3.2.2. Description to LSMS-UAV

Current person ReID algorithms primarily train and test models on person ReID datasets. To enhance the application of UAVs in the ReID field, it is crucial to train a more effective model. For this purpose, a large-scale ReID dataset, LSMS, is introduced for training ReID models. Additionally, for testing purposes, a novel UAV-based dataset, LSMS-UAV, is proposed for transfer learning comparisons to assess the performance of UAVs in the person ReID domain. Here, the LSMS-UAV dataset is used as the test set for the ReID model, while the LSMS dataset serves as the training set.

During the image collection process, both datasets were gathered within the same campus, encompassing both academic and residential areas. The difference lies in the fact that they were collected on different days and on different streets, ensuring no overlap in person identities.
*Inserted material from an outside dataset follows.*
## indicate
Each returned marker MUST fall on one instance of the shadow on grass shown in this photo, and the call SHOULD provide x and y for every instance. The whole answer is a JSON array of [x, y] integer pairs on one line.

The LSMS-UAV dataset has the following characteristics: (1) It includes 500 identities and 2000 bounding boxes. (2) Data was collected using a single UAV. (3) Data collection spanned 2 days, with 20-min sessions each in the morning, forenoon, noon, and afternoon, totaling 160 min of video. (4) Compared to the LSMS dataset, LSMS-UAV was collected on a different road. Since the LSMS-UAV dataset was collected using a UAV, the images feature varying resolutions due to the nature of capturing from afar to near. The angles are predominantly overhead, and there are variations in lighting conditions. These characteristics can be seen in Figure 2.

3.3. Evaluation Protocol

We employ a random division approach to partition our LSMS dataset into training and test sets. Unlike previous datasets, where the two parts are divided equally, we set the training-to-testing ratio as 3:1. Consequently, the training set comprises 226,208 bounding boxes corresponding to 5774 identities, while the test set includes 60,487 bounding boxes representing 1956 identities. Within the test set, 12,426 bounding boxes are stochastically chosen as query images, with the remaining 48,061 bounding boxes serving as gallery images. This is also shown in Table 3.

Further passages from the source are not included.